Granice saw huge comic opportunities in the type.

But as he walked away, his fears dispelled, the sense of
listlessness returned on him. For the first time since his
avowal to Peter Ascham he found himself without an occupation,
and understood that he had been carried through the past weeks
only by the necessity of constant action. Now his life had once
more become a stagnant backwater, and as he stood on the street
corner watching the tides of traffic sweep by, he asked himself
despairingly how much longer he could endure to float about in
the sluggish circle of his consciousness.

The thought of self-destruction recurred to him; but again his
flesh recoiled. He yearned for death from other hands, but he
could never take it from his own. And, aside from his
insuperable physical reluctance, another motive restrained him.
He was possessed by the dogged desire to establish the truth of
his story. He refused to be swept aside as an irresponsible
dreamer--even if he had to kill himself in the end, he would not
do so before proving to society that he had deserved death from it.
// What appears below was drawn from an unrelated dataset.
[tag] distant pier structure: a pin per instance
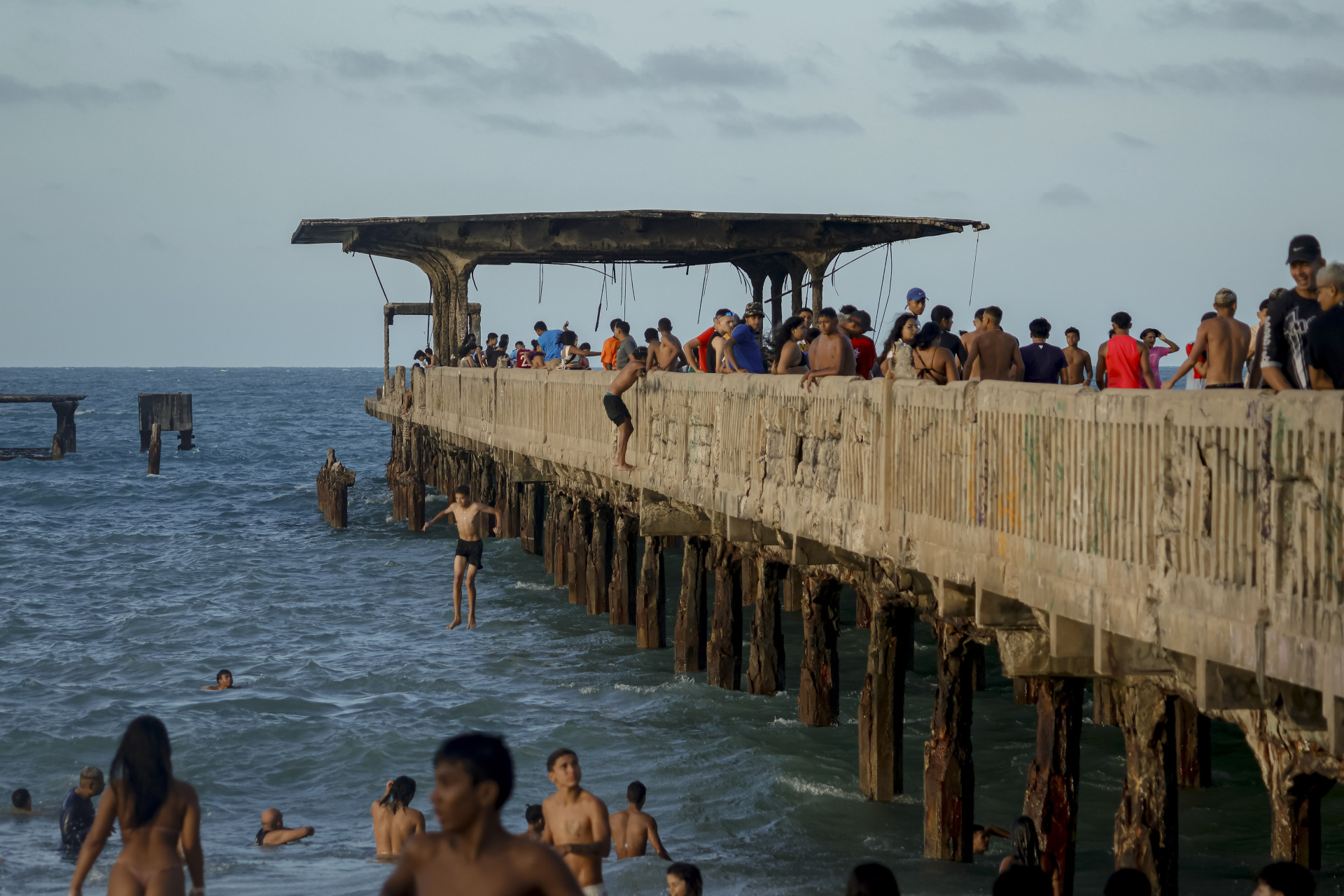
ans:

He began to write long letters to the papers; but after the first
had been published and commented on, public curiosity was quelled
by a brief statement from the District Attorney's office, and the
rest of his communications remained unprinted. Ascham came to
see him, and begged him to travel. Robert Denver dropped in, and
tried to joke him out of his delusion; till Granice, mistrustful
of their motives, began to dread the reappearance of Dr. Stell,
and set a guard on his lips. But the words he kept back
engendered others and still others in his brain. His inner self
became a humming factory of arguments, and he spent long hours
reciting and writing down elaborate statements of his crime,
which he constantly retouched and developed. Then gradually his
activity languished under the lack of an audience, the sense of
being buried beneath deepening drifts of indifference. In a
passion of resentment he swore that he would prove himself a
murderer, even if he had to commit another crime to do it; and
for a sleepless night or two the thought flamed red on his
darkness. But daylight dispelled it. The determining impulse
was lacking and he hated too promiscuously to choose his victim. . .
So he was thrown back on the unavailing struggle to impose
the truth of his story. As fast as one channel closed on him he
tried to pierce another through the sliding sands of incredulity.
But every issue seemed blocked, and the whole human race leagued
together to cheat one man of the right to die.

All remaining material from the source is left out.